Department of Education maps state education and accountability data

ED launched a new version of its education data Web site which provides state-by-state data on state assessment results, the National Assessment of Educational Progress, graduation rates, and school accountability information. The new site provides a state mapping feature, a trend line tool, and a tool which “allows users to view one data element based on conditions set by another data element.”

College faculty gives common standards favorable review

The Education Policy Improvement Center (EPIC) released a report on a survey of 1,897 college faculty who rated the applicability and importance of Common Core State Standards in relation to the courses they teach. The courses involved in the survey included 14 “commonly associated with general education requirements for a bachelor’s degree” and 11 considered career oriented.
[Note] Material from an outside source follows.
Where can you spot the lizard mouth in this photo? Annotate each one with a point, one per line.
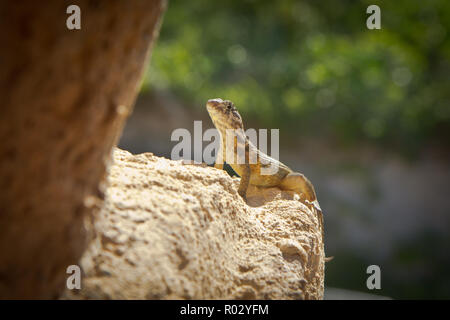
(214, 103)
According to a summary of the findings, the survey revealed that:

  • Most Common Core standards received high ratings for applicability and importance.
  • ELA and literacy standards with highest ratings include those at higher levels of scope and breadth.
  • Mathematics standards with highest ratings include those with an emphasis on thinking, reasoning, and problem solving.
  • 96% of respondents agree that the Common Core State Standards sufficiently challenge students to engage higher-level cognitive skills.

The report concludes that “students who are generally proficient in the Common Core standards will likely be ready for a wide range of postsecondary courses” but cautions against assuming that this means that students who learn the Common Core standards are fully ready for college and careers. “Other important dimensions of readiness exist, upon which the Common Core standards are necessarily silent.”